Une rupture inéluctable
Depuis l’annonce fracassante de leur retrait le 28 janvier 2024, les trois pays sahéliens n’ont jamais fléchi. Face aux pressions diplomatiques et aux tentatives de conciliation de la CEDEAO, Bamako, Ouagadougou et Niamey ont tenu bon. L’organisation sous-régionale, qui espérait encore inverser la tendance, s’est heurtée à une volonté ferme et unanime. Entre ultimatums, sanctions et négociations infructueuses, la fracture s’est creusée jusqu’à devenir irréversible.
Derrière cette décision radicale, des griefs bien identifiés : une CEDEAO jugée inefficace face aux crises sécuritaires, une solidarité à géométrie variable et une organisation perçue comme trop inféodée à des intérêts étrangers. En réponse, les trois pays ont consolidé leur alliance au sein de l’Alliance des États du Sahel (AES), affirmant leur volonté de bâtir un nouvel espace de coopération, libéré des influences extérieures.
La CEDEAO fragilisée, un précédent dangereux
Cette défection historique pose une question cruciale : la CEDEAO peut-elle survivre à une telle saignée ? Affaiblie, critiquée pour son manque d’efficacité et sa gouvernance contestée, l’institution créée en 1975 vacille. Si elle ne réforme pas en profondeur ses mécanismes de gouvernance et de décision, d’autres pays pourraient être tentés de suivre la même voie. Déjà, l’AES suscite l’intérêt, et certains observateurs n’excluent pas une contagion régionale.

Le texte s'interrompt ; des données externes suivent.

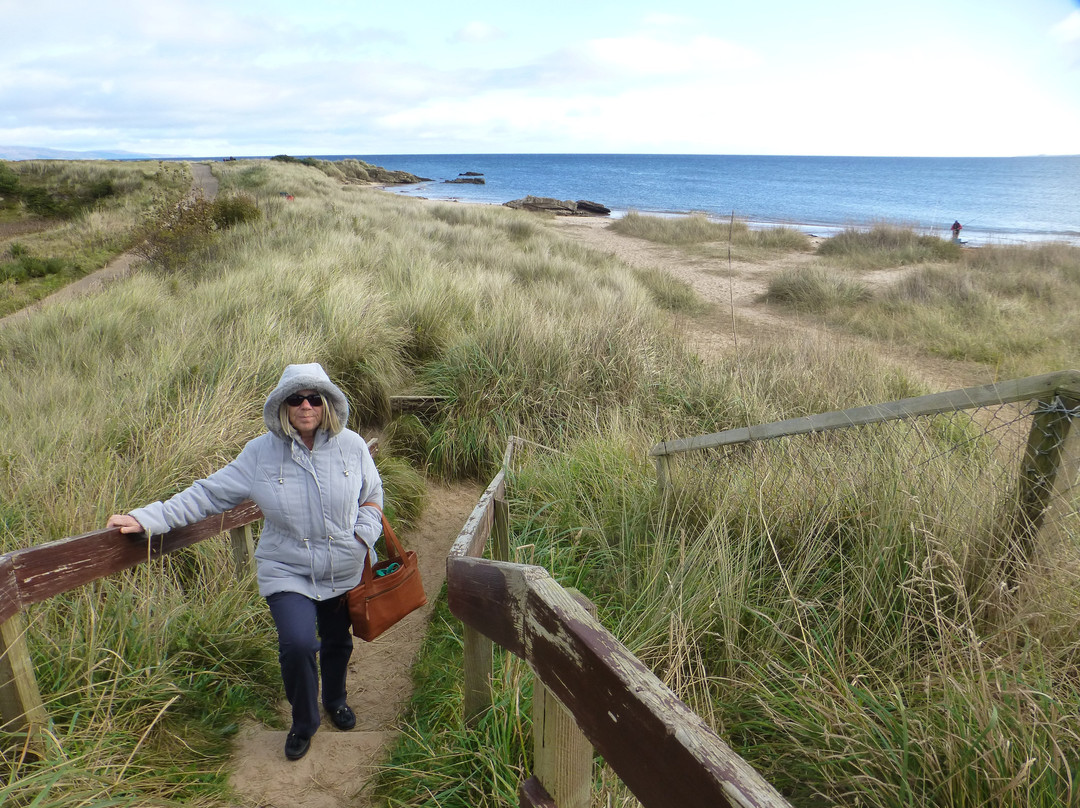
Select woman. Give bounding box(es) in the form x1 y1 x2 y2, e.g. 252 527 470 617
108 364 382 760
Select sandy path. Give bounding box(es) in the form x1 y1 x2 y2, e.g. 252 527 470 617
0 163 217 325
548 217 996 390
230 483 483 808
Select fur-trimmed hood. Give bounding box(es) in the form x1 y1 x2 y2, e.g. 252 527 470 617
262 362 349 440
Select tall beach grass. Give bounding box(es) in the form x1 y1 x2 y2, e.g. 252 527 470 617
0 154 1080 808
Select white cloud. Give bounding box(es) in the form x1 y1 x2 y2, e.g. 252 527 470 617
451 21 503 43
578 35 761 79
1053 11 1080 44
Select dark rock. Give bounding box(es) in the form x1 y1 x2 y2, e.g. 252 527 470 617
503 197 611 216
578 199 611 216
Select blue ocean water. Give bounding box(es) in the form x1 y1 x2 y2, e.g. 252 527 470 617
323 154 1080 243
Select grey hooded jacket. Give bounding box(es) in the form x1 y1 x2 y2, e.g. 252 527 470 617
131 363 382 600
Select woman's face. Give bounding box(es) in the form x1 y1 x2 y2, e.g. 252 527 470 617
285 390 325 437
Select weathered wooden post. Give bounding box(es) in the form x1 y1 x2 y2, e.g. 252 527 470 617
1005 395 1080 585
229 525 255 580
657 455 671 494
518 589 596 808
0 611 49 736
463 497 510 724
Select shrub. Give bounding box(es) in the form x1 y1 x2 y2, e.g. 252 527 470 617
134 196 215 270
211 193 262 230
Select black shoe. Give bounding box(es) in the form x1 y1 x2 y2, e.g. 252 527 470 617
330 704 356 730
285 732 311 760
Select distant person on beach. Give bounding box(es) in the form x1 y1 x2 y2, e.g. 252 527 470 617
108 363 382 760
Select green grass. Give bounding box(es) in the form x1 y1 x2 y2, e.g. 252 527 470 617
818 225 962 269
610 211 810 260
0 161 1080 808
0 160 191 315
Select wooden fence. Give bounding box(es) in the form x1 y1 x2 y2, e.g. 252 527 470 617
649 371 1080 585
0 429 787 808
446 440 787 808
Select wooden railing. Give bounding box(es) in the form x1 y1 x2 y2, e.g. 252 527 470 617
649 371 1080 585
0 440 787 808
446 439 787 808
0 501 262 735
0 436 384 736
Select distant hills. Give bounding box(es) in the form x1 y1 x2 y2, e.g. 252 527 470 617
0 146 161 160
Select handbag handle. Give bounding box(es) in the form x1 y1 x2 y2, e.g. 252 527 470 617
356 502 405 571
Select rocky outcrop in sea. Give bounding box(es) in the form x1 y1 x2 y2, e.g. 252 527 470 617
502 196 611 216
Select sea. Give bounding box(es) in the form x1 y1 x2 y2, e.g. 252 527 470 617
313 154 1080 245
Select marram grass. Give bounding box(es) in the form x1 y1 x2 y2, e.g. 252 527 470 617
0 154 1080 807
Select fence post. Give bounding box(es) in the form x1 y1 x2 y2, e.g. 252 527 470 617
229 524 255 580
0 611 49 735
1007 395 1080 585
532 589 596 808
657 455 671 494
491 499 510 561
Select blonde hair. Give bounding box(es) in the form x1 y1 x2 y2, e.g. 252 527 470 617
278 390 342 437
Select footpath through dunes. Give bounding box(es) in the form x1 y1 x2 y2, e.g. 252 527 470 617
230 483 483 808
550 216 997 390
0 163 218 326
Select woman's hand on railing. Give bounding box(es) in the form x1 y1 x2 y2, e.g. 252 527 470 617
105 513 144 533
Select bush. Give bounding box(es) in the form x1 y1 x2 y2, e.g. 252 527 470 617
211 193 262 230
0 260 65 281
133 197 215 271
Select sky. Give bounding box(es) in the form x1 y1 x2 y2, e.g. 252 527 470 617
0 0 1080 157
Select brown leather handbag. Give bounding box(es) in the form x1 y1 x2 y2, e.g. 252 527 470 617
349 502 428 642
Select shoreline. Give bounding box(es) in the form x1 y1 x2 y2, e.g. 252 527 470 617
375 180 1080 247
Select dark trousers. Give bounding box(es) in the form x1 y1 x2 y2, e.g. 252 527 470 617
267 592 352 738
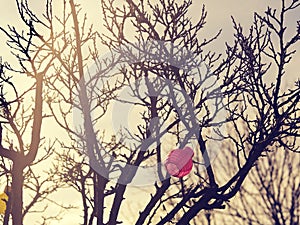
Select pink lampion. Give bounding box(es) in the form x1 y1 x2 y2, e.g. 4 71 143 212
165 147 194 178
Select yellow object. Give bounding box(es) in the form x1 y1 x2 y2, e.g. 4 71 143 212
0 193 8 214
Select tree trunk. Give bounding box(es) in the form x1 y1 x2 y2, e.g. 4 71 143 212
11 162 24 225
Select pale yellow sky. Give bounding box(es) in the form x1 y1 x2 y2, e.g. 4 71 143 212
0 0 300 225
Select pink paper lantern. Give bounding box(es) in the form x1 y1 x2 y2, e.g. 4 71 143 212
165 147 194 178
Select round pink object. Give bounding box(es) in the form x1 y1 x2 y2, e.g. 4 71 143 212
165 147 194 178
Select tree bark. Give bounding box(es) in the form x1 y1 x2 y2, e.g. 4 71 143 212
11 161 24 225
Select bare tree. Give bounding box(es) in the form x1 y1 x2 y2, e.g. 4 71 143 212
1 0 300 225
0 2 70 225
219 146 300 225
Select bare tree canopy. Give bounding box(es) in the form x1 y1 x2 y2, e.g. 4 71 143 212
0 0 300 225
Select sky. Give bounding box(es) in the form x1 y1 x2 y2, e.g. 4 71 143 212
0 0 300 225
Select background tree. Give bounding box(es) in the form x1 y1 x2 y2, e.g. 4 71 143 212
0 3 68 225
0 0 300 224
220 146 300 225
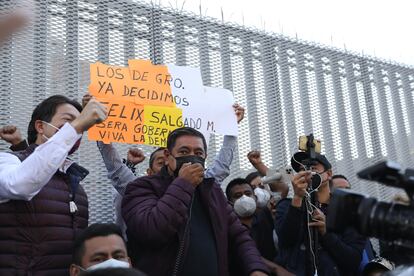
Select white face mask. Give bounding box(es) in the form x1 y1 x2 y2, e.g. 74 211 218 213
42 121 59 140
86 258 129 271
254 188 270 208
233 195 256 218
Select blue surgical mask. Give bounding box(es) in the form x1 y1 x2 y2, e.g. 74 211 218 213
42 121 82 155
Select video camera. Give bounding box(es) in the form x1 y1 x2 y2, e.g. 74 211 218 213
326 161 414 260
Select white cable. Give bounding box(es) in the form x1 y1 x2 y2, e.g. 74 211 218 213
305 199 318 275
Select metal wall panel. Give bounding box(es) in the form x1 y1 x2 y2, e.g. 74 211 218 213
0 0 414 222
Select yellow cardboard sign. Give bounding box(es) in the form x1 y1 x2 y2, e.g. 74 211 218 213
88 60 183 146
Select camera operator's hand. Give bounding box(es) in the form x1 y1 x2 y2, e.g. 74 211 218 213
178 163 204 188
247 150 262 167
0 125 23 146
127 148 145 165
308 209 326 236
292 171 312 207
71 98 108 133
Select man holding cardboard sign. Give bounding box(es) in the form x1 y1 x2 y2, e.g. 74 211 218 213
122 127 267 276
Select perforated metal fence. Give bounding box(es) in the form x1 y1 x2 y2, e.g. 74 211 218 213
0 0 414 222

Ce divorce pourrait être le signal d’un basculement plus large. La CEDEAO doit-elle se réinventer ou accepter son déclin progressif ? L’avenir résidera dans sa capacité à regagner la confiance des États membres, sous peine de voir son influence se diluer.
AES : une alternative crédible ?
Si l’AES ambitionne de redéfinir la coopération sous-régionale, elle reste confrontée à des défis de taille. Intégration économique balbutiante, incertitudes sur la libre circulation des biens et des personnes, attractivité limitée pour les investisseurs : le chemin vers un espace viable est semé d’embûches. Mais ses dirigeants affichent une volonté inébranlable de poser les bases d’un modèle alternatif, axé sur la souveraineté et la sécurité.
L’Afrique de l’Ouest se trouve ainsi à un tournant. Entre réforme et désagrégation, la CEDEAO joue son avenir, tandis que l’AES cherche à prouver sa pertinence. Qui l’emportera ? Une CEDEAO rénovée ou une AES montante ? Une chose est sûre : la reconfiguration du paysage géopolitique régional est en marche.